Intracerebral hemorrhage (ICH)1 is characterized by the pathological accumulation of blood within the brain parenchyma, most commonly associated with hypertension, arteriovenous malformations, or trauma. However, it can also present in patients receiving antithrombotic drugs, either anticoagulants such as acenocoumarol/warfarin—novel oral anticoagulants or antiplatelets, for the prevention and treatment of thromboembolic disease. The purpose of this review is to present current bibliographic data regarding ICH irrespective of the cause, as well as post-hemorrhage use of antithrombotic agents. Moreover, this review attempts to provide guidelines concerning the termination, inversion, and of course resumption of antithrombotic therapy.

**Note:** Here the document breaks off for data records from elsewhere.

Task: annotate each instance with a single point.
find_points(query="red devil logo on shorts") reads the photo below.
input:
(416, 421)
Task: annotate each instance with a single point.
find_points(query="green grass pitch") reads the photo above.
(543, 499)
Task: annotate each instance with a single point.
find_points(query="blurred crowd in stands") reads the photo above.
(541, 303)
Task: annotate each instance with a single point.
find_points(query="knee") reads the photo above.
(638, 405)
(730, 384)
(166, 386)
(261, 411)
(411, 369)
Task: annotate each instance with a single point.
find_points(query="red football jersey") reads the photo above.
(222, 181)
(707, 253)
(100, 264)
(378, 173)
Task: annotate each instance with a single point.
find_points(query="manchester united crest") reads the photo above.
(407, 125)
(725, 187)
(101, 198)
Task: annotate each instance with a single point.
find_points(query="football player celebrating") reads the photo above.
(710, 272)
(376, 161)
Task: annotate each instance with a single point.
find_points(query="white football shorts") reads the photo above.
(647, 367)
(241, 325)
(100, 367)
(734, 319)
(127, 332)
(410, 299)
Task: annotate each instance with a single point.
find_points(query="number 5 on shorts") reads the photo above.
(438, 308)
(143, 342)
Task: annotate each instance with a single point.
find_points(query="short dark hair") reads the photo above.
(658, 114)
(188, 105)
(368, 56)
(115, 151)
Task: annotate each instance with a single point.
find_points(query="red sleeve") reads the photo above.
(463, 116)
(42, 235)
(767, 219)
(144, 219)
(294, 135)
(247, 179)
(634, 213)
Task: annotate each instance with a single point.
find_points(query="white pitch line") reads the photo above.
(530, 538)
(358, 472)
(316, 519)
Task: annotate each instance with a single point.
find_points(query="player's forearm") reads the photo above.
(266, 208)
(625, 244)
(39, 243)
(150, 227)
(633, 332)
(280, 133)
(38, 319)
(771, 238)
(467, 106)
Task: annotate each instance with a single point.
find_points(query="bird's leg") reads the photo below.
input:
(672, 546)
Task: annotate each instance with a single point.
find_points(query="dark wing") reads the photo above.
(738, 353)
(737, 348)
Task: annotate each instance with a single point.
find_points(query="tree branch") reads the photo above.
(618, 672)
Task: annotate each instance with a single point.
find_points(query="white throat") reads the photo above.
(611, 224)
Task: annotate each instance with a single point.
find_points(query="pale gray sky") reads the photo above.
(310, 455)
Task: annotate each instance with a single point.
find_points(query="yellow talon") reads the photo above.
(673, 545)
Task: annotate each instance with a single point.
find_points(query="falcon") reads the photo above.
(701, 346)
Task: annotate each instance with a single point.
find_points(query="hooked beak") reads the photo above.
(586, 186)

We reviewed the most recently presented available data for patients who dealt with intracerebral hemorrhagic events while on antithrombotic agents (due to atrial fibrillation, prosthetic mechanical valves or recent/recurrent deep vein thrombosis). Furthermore, we examined and compared the thromboembolic risk, the bleeding risk, as well as the re-bleeding risk in two groups: patients receiving antithrombotic therapy versus patients not on antithrombotic therapy. Antithrombotic therapy is of great importance when indicated, though it does not come without crucial side-effects, such as ICH. Optimal timing of withdrawal, reversal, and resumption of antithrombotic treatment should be determined by a multidisciplinary team consisting of a stroke specialist, a cardiologist, and a neurosurgeon, who will individually approach the needs and risks of each patient.